Article Preview
TopIntroduction
The American National Standard for Information Technology Role-Based Access Control (ANSI RBAC) (ANSI, 2004) is a specification of an access control system in which permissions are associated with roles, and users are assigned to appropriate roles. RBAC is an approach to address the needs of commercial enterprises better than lattice-based mandatory access control (MAC) (Bell & LaPadula, 1975) and owner-based discretionary access control (DAC) (Lampson, 1971). A role can represent competency, authority, responsibility, or specific duty assignments. The ANSI RBAC standard consists of two main parts: the RBAC Reference Model, and the RBAC System and Administrative Functional Specification. Both parts cover four components: the minimum set of features included in all RBAC systems (Core RBAC), role hierarchies (Hierarchical RBAC), static constraint relations (Static Separation of Duty Relations), and dynamic constraints (Dynamic Separation of Duty Relations). A major purpose of RBAC is to facilitate access control administration and review.

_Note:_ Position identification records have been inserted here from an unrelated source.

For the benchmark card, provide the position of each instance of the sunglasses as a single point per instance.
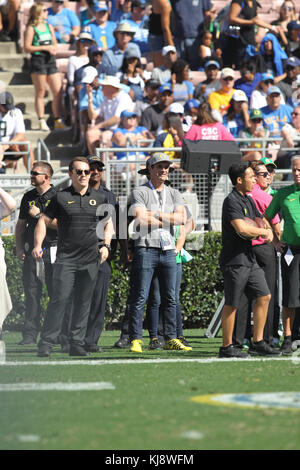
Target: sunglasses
(80, 172)
(36, 173)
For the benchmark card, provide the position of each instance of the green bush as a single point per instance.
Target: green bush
(201, 288)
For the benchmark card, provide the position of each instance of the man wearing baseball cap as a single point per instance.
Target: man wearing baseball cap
(101, 29)
(112, 59)
(219, 101)
(162, 73)
(157, 209)
(276, 115)
(152, 117)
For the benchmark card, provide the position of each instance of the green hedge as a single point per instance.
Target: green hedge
(201, 288)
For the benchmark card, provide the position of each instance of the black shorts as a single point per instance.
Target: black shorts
(291, 279)
(43, 64)
(240, 279)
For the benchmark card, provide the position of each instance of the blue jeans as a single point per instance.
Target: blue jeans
(155, 314)
(146, 262)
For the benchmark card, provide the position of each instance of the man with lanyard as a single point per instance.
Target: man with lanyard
(157, 209)
(76, 209)
(287, 201)
(237, 261)
(33, 204)
(98, 305)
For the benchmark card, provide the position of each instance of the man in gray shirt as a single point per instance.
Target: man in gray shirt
(157, 209)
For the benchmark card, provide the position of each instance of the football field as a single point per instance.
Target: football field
(157, 400)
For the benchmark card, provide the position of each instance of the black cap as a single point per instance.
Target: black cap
(7, 100)
(95, 159)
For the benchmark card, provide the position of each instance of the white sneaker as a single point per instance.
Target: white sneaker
(43, 125)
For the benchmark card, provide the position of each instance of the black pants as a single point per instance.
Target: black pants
(33, 292)
(98, 305)
(266, 259)
(78, 281)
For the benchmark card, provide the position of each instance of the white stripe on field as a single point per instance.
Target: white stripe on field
(103, 362)
(60, 386)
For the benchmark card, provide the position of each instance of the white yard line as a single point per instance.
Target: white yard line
(60, 386)
(136, 361)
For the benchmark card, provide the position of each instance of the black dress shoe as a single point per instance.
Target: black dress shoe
(92, 348)
(78, 351)
(44, 351)
(27, 340)
(122, 342)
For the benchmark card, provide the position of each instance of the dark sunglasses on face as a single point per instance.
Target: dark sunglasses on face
(36, 173)
(80, 172)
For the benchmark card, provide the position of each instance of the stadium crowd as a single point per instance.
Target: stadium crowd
(133, 76)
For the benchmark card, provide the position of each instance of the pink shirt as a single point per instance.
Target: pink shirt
(214, 131)
(262, 201)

Many papers propose ways to support or implement RBAC using commercial technologies, e.g., Oracle (Notargiacomo, 1995), NetWare (Epstein & Sandhu, 1995), Java (Giuri, 1998), DG/UX (Meyers, 1997), J2EE (Zhang, Sheng, Niu, Wang, & Zhang, 2006; Bindiganavale & Ouyang, 2006), object-oriented systems (Barkley, 1995), object-oriented databases (Wong, 1997), MS Windows NT (Barkley & Cincotta, 1998), enterprise security management systems (Awischus, 1997). Evidence of RBAC becoming a dominant access control paradigm is the approval of the American National Standard Institute (ANSI) RBAC Standard (ANSI, 2004) in 2004.

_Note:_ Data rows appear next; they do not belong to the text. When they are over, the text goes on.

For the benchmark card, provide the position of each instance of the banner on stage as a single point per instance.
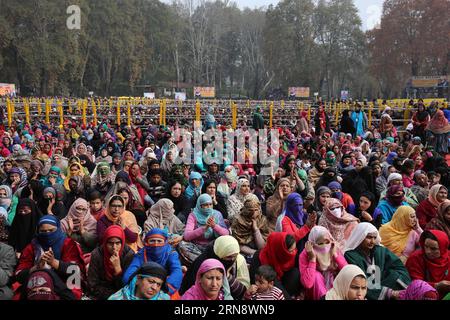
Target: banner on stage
(428, 81)
(180, 96)
(204, 92)
(299, 92)
(150, 95)
(7, 89)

At the same time, commercial middleware technologies−such as Common Object Request Broker Architecture (CORBA) (OMG, 1999), COM+ (Oberg, 2000), Enterprise Java Beans (EJB) (DeMichiel, Yalçinalp, & Krishnan, 2001)−matured, with distributed enterprise applications routinely developed with the use of middleware. Each middleware technology, however, comes with its own security subsystem (Eddon, 1999; OMG, 2002; Hartman, Flinn, & Beznosov, 2001), sometimes dependent on and specific to the underlying operating system (OS). For instance, COM+ security (Eddon, 1999) is tied into Microsoft Windows OS and its services.
The ability of a particular middleware technology to support specific types of access control policy is an open and practical question. It is not a simple question for the following three reasons.

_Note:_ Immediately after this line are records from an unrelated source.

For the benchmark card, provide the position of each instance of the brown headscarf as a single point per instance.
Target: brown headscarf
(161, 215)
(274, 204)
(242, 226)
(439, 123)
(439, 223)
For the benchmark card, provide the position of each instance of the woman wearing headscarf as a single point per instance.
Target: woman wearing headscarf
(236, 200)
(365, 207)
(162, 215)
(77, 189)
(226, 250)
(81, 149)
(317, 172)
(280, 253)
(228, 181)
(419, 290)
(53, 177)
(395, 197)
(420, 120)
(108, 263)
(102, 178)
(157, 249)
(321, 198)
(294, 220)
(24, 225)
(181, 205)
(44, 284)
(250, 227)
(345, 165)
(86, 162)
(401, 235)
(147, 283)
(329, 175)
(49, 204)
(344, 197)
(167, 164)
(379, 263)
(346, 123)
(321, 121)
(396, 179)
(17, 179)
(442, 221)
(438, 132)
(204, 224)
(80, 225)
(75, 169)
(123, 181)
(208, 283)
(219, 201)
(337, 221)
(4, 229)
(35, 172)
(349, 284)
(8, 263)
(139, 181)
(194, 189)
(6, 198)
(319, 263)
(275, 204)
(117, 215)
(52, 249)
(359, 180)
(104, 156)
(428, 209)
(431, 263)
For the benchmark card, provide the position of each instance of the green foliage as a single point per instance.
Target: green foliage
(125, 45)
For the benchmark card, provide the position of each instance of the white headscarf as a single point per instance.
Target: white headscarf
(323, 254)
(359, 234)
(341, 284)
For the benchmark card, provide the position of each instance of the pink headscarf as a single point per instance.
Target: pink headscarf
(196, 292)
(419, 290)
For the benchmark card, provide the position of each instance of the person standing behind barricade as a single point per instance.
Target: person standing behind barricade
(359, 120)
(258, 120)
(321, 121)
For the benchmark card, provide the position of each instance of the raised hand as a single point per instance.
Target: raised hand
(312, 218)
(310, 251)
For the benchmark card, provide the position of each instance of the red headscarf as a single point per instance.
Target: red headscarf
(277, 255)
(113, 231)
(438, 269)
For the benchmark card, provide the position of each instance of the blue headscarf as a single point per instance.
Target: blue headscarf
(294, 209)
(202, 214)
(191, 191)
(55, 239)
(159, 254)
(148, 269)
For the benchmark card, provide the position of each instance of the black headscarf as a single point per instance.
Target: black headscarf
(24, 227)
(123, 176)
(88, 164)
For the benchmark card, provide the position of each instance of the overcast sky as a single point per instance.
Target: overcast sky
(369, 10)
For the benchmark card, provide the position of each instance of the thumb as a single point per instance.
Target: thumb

First, different middleware technologies and their subsystems are defined in different forms and formats. For example, CORBA is specified in the form of open application programming interfaces (APIs), whereas EJB is defined through APIs as well as the syntax and semantics of the accompanying extensible markup language (XML) files used for configuring the EJB container. COM+ is defined through APIs as well as graphical user interfaces (GUI) for configuring the behavior of a COM+ server. The variations in the form, terminology, and format of the middleware definitions lead to the difficulty of identifying the correspondence among the (security and other) capabilities of any two middleware technologies.